National Review Purges Buckley!
Richard Spencer puts the purge in perspective, recalling Buckley Senior's penchant for firing conservatives not of the mold.
Though many will probably think it shocking—inconceivable—that a Buckley would be purged at NR, the whole matter stands as a kind of ironic culmination—almost to the point of parody—of a series of purges at NR over the past half century. The fact that at the end of the line, a member of the Buckley family got the boot is almost too perfect.You can read the rest here.
It’s worth revisiting the saga.
As Peter Brimelow has related, much of the subsequent purges in the ‘90s centered around the then-burgeoning debate on immigration, and more specifically, the fact that Buckley’s hand-picked replacement as editor, John O’Sullivan, had brought in NR writers seriously interested in the “national question,” Brimelow and Steve Sailer among them.
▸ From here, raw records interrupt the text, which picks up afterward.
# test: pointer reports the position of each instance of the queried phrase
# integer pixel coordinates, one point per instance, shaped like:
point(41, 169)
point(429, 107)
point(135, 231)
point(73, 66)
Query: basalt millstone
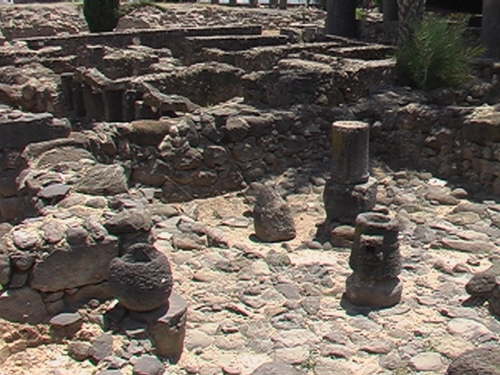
point(376, 262)
point(141, 279)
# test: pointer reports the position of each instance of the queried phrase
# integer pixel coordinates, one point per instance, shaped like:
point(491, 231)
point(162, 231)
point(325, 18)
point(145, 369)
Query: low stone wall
point(461, 144)
point(162, 38)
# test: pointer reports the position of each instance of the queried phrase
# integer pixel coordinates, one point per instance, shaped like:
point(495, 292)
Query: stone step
point(236, 42)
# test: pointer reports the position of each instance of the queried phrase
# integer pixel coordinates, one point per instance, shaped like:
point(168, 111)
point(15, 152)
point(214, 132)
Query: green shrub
point(101, 15)
point(437, 55)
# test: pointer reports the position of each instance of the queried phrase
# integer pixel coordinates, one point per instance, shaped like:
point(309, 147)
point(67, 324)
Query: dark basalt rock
point(273, 220)
point(141, 279)
point(481, 361)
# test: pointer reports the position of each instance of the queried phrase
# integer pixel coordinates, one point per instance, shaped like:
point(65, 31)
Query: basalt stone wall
point(457, 143)
point(173, 39)
point(18, 130)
With O’Sulliavan, NR was on the cutting edge for perhaps the last time in its history, publishing in 1992 Brimelow’s extensive 14,000-word call to “Rethink Immigration.”
Within five years, O’Sullivan was gone [fired], as Buckley and his second attempt at an intellectual heir, Rich Lowry, moved the magazine in a direction that made it not only more palatable with the Wall Street Journal-set but the neconons, then close to being regnant within the conservative movement.